Drive: The drive of an entrepreneur is an overarching idea encompassing the traits that allow them to pursue their goals and dreams, even in the face of failure. Drive can also mean never settling for less or second-best. Although this can have setbacks, second place isn’t always a bad place to be. While it depends on the industry, sometimes being the highest revenue earner can mean lower profits, bloated staff counts, and burnout. Don’t allow “drive” to become your sole measurement of success.

DisciplineOf course, we all know what this means — getting up and doing the grind even when you don’t want to. It means not just doing the work when it’s fun and exciting; it’s keeping control of your emotions and vision even as challenges try to pull your focus away. Self-discipline helps entrepreneurs manage their time and resources efficiently. Discipline can also mean having the discipline to realize I can always do better.

Adaptability: Having drive and discipline is great. Even with those traits, however, you must have the ability to adapt when faced with new facts and realities. Taking a failure and turning it into success is crucial to entrepreneurial success. Many entrepreneurs have failed because they continued pushing an idea despite mounting evidence that a change was needed.

Grit: This combines drive with passion. Without grit, an entrepreneurial idea can’t succeed. However, grit must be combined with adaptability to reach its potential. Conversely, while grit may be a leading factor in the success of your business, it doesn’t necessarily lead to personal success and happiness. Take time to smell the roses: it’ll make your achievements all the sweeter.

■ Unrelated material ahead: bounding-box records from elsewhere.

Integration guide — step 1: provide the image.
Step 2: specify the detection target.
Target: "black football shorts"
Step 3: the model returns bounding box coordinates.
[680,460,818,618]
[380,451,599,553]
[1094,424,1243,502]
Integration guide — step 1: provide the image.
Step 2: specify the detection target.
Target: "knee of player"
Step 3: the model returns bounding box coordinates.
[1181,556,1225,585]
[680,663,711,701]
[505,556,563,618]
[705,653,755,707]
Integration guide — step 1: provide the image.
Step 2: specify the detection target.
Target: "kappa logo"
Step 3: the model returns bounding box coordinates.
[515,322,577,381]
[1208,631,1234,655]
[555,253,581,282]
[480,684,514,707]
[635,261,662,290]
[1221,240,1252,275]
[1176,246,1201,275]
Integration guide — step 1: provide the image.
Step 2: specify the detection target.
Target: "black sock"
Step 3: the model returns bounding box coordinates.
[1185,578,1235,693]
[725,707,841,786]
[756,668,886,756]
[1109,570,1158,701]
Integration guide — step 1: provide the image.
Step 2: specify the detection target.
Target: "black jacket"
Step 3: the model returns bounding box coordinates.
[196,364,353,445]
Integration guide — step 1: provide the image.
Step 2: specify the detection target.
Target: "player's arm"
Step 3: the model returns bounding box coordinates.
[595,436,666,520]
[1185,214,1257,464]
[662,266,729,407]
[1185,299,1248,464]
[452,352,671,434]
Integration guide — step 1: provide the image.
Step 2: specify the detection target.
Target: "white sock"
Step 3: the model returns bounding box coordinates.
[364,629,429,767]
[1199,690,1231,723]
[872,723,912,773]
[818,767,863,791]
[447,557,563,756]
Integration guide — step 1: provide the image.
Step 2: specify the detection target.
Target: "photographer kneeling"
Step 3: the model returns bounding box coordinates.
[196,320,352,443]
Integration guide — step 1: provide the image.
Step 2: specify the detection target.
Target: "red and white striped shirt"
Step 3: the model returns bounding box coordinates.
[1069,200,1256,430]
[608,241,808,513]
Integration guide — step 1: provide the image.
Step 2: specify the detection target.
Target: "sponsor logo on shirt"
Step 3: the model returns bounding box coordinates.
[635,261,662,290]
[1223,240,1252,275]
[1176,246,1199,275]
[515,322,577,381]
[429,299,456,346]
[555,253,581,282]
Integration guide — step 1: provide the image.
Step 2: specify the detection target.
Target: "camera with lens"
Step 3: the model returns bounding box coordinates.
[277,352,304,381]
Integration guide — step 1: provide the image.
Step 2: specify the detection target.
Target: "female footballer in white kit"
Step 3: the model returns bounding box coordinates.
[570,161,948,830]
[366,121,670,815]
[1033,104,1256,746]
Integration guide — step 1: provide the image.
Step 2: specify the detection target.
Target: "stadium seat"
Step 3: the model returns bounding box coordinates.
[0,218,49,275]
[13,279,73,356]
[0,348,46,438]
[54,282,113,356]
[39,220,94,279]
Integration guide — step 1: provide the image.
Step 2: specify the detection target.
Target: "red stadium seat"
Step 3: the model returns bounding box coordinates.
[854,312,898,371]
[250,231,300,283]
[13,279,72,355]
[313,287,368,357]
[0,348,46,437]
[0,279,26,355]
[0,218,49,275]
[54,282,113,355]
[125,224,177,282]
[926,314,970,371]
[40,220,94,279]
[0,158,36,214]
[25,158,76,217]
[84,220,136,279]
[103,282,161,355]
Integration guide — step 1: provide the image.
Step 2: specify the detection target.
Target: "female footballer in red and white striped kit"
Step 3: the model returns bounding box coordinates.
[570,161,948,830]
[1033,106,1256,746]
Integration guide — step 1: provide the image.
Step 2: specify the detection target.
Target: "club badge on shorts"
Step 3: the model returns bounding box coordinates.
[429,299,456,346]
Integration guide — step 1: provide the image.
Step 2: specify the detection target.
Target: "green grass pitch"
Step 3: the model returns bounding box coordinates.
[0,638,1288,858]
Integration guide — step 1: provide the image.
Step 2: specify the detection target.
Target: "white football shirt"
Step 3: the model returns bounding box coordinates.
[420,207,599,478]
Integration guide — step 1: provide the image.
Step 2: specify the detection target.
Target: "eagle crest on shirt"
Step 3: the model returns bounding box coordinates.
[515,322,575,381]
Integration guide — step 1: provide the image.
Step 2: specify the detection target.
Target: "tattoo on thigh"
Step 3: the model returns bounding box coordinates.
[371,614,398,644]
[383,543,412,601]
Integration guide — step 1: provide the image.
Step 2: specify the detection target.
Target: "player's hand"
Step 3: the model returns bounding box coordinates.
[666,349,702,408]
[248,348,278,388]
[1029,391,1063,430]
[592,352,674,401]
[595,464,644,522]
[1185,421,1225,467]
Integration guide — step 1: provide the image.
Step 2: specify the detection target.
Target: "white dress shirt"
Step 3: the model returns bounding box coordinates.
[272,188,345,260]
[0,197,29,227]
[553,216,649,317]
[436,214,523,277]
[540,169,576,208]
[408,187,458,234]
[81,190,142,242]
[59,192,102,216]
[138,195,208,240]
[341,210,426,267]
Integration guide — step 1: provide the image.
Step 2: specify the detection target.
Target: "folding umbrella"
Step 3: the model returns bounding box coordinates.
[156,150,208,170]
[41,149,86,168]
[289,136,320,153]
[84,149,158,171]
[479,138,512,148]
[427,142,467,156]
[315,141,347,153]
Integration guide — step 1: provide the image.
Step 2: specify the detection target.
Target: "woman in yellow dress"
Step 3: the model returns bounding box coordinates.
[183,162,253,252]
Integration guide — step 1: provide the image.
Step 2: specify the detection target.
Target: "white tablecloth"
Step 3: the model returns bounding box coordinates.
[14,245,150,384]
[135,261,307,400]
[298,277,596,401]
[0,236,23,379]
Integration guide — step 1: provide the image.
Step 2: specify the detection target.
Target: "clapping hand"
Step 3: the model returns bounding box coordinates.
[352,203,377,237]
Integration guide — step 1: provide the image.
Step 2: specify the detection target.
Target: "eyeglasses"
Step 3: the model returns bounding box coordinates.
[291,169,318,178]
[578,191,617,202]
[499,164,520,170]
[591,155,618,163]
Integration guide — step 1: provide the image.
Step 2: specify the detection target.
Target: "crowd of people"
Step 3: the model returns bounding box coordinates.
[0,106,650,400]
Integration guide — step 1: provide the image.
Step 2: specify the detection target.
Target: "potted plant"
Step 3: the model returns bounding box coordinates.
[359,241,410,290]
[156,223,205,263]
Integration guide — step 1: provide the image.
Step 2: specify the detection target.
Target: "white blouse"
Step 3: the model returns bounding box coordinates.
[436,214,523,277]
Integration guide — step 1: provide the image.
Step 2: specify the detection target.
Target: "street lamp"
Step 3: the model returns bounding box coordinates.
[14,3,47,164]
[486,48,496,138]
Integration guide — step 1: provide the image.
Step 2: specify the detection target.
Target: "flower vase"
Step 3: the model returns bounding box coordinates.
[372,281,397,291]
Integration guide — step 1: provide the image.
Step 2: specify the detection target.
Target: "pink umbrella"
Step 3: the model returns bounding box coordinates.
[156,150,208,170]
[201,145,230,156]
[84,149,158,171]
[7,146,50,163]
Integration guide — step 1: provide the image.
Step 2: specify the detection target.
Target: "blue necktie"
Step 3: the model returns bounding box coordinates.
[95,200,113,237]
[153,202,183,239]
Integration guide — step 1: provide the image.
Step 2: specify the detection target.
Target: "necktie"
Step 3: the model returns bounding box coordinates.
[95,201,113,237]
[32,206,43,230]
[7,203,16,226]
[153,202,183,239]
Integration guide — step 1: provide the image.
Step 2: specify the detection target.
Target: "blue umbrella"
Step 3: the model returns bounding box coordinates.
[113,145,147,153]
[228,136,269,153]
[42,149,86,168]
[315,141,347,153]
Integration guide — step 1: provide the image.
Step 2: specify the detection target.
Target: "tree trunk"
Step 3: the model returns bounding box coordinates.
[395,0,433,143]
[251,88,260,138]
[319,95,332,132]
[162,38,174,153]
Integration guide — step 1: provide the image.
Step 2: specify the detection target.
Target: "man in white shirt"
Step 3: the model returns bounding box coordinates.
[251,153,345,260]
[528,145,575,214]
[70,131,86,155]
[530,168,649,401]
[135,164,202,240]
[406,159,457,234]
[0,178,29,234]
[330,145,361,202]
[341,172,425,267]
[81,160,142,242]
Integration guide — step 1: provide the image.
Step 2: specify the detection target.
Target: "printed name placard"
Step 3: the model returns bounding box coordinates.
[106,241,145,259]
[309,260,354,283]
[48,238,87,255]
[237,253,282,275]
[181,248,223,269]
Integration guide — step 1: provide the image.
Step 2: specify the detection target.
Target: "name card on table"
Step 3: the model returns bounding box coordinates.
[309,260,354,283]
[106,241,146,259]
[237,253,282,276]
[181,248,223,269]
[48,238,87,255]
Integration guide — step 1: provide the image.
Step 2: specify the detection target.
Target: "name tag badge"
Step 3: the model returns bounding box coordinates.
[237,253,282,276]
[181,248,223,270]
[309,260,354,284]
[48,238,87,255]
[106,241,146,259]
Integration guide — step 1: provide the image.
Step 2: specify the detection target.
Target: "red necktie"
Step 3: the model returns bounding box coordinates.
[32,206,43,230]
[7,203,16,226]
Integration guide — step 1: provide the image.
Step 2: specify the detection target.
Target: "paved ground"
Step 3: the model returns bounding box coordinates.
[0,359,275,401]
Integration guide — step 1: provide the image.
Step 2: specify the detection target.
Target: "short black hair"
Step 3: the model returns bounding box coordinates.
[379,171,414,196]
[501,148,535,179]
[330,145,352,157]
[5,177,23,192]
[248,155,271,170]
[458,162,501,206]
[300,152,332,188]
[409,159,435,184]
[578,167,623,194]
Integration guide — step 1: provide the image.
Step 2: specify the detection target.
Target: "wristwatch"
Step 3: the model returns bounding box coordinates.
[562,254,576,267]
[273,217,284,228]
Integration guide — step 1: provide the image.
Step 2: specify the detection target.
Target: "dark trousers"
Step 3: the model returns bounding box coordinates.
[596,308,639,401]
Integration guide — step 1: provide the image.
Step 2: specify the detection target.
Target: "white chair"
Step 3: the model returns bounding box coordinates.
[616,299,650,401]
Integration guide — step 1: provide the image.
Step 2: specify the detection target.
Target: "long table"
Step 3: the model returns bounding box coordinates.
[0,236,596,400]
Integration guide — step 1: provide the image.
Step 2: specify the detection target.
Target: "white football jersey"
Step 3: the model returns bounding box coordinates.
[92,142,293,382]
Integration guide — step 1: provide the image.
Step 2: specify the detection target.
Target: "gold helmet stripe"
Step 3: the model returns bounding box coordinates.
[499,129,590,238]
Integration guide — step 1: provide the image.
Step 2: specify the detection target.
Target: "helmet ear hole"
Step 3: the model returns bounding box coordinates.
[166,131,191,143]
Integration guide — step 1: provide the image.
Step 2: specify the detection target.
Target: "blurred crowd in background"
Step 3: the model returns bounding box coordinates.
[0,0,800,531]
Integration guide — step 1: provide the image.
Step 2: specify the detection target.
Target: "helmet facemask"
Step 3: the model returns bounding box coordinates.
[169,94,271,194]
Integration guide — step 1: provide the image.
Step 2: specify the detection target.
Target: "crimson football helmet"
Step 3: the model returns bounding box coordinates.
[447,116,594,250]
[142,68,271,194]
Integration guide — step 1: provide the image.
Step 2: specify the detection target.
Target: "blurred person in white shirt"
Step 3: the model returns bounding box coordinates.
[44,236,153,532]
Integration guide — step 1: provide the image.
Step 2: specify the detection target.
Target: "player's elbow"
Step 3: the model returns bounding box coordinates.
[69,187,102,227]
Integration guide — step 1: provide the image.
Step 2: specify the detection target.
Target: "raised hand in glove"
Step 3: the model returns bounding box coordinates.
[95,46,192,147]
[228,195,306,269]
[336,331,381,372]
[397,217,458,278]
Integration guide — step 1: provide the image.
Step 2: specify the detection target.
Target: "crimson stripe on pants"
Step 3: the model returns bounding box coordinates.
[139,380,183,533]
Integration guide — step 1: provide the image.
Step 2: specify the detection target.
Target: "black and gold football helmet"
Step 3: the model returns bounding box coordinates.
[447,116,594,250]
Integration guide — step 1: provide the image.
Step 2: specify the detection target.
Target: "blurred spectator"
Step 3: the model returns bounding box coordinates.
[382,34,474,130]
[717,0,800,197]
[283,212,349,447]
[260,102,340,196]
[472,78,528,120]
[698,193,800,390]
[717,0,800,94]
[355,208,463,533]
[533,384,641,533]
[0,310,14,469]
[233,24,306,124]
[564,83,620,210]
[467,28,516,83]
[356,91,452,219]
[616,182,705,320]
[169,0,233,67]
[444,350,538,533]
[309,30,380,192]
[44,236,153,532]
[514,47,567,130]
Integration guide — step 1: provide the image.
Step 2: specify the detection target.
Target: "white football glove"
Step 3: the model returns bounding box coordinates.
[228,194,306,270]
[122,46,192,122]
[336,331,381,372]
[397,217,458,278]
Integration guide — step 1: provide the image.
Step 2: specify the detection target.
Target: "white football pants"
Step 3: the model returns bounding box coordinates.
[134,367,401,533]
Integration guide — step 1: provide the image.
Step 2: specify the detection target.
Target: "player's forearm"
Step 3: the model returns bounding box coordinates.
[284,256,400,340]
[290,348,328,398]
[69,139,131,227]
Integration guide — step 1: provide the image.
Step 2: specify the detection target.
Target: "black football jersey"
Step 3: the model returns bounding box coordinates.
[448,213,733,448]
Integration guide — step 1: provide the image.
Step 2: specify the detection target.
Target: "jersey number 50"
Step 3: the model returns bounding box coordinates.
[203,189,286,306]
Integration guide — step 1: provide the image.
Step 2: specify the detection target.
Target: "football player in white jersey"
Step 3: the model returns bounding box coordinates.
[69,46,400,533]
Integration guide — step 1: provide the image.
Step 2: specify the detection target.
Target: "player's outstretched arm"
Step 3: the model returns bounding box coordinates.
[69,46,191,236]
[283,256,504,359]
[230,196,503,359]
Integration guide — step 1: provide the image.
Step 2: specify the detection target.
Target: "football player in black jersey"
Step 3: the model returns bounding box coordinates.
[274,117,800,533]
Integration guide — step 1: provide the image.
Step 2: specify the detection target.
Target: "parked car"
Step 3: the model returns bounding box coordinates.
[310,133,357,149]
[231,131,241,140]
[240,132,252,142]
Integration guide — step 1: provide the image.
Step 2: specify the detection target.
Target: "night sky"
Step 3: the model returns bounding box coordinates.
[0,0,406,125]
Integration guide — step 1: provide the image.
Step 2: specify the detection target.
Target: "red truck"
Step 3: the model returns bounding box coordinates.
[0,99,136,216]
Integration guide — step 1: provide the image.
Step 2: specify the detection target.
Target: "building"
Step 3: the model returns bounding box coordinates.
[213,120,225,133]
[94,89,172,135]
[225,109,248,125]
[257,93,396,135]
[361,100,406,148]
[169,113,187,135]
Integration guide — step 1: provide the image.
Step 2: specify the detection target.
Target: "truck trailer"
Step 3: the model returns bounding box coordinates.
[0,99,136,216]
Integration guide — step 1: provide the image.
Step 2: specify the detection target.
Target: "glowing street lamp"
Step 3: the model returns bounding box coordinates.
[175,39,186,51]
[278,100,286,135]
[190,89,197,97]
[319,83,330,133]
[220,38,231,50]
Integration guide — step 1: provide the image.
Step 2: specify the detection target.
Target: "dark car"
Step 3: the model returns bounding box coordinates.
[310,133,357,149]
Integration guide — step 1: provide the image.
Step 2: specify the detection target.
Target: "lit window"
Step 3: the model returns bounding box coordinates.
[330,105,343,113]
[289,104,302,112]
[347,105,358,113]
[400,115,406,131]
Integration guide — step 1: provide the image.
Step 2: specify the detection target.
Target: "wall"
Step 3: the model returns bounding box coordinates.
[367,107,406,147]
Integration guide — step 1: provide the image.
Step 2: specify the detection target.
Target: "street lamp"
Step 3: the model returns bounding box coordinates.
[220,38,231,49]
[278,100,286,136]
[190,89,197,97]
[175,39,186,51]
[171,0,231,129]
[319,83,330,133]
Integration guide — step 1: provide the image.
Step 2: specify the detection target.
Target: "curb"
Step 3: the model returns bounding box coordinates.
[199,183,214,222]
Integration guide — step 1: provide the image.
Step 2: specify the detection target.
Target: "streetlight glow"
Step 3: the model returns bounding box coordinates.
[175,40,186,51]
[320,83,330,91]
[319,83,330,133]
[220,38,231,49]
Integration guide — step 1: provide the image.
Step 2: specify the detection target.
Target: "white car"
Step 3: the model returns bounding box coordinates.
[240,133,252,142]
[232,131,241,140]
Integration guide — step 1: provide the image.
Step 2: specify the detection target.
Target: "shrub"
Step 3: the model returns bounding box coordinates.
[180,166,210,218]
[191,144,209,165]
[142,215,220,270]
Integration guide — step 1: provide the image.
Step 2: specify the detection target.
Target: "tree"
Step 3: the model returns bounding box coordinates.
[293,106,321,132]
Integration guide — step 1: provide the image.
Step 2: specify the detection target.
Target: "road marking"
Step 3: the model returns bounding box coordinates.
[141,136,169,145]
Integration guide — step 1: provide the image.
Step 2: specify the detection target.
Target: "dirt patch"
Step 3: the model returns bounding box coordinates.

Developing these attributes provides a solid framework for conceptualizing success and establishing achievable goals.

A different definition of success

Success is measured by having time to do what you enjoy. Consider the following example: An entrepreneur makes $100 million every year but works 60-hour weeks, 52 weeks a year. Clearly, they’ve achieved financial success; however, this entrepreneur wishes they had more time to travel with their family. Have they found success?

Instead, a better measure of success here would be to set concrete goals, such as: “My goal is to be so successful in business that I can take two months off per year to travel or only work 20 hours a week.”

However, this is only an example; there is no one-size-fits-all metric for measuring success among different entrepreneurs. But since entrepreneurs agree that money is not always the best measure, consider measuring the time available to enjoy your favorite things.

Setting up your own success metrics

With all these characteristics of a successful entrepreneur, the key here is learning to apply them. Here are three strategies that consider your drive, discipline, adaptability, and grit. These can help you move from an “I want to be successful” attitude to an “I want to achieve this specific kind of success in this timeframe” mindset.

  1. Define success for yourself – The first and most important step in this process is to replace the word “successful” with a list of what you want to achieve. For example, do you want to get out of debt or have more time with your children? When exactly do you want to have these measures met in your daily life? Get specific with a timeline in which you want to achieve these goals.
  2. Success doesn’t come all at once – Entrepreneurs need to understand that success comes in stages. Every several years, evaluate your current goals, update your definition of success, and then work toward it again.
  3. Practice gratitude – Being content with what you’ve already achieved while still being driven to accomplish more is the key to happiness for an entrepreneur. If you aren’t content with what you have now, you won’t be content with what you have and accomplish in the future. Simply put, practicing gratitude is a must.

While the insatiable desire to do more is tantamount to what makes an entrepreneur, too many believe that success and happiness are always around the corner, never taking time to appreciate what they’ve already achieved. Without this recognition, they can become depressed, lose touch with their close relationships, and even burn out.

Don’t save the feeling of success for retirement. Entrepreneurs should strive to find a measure of personal success before they exit from the world stage. Remember, you define success for yourself.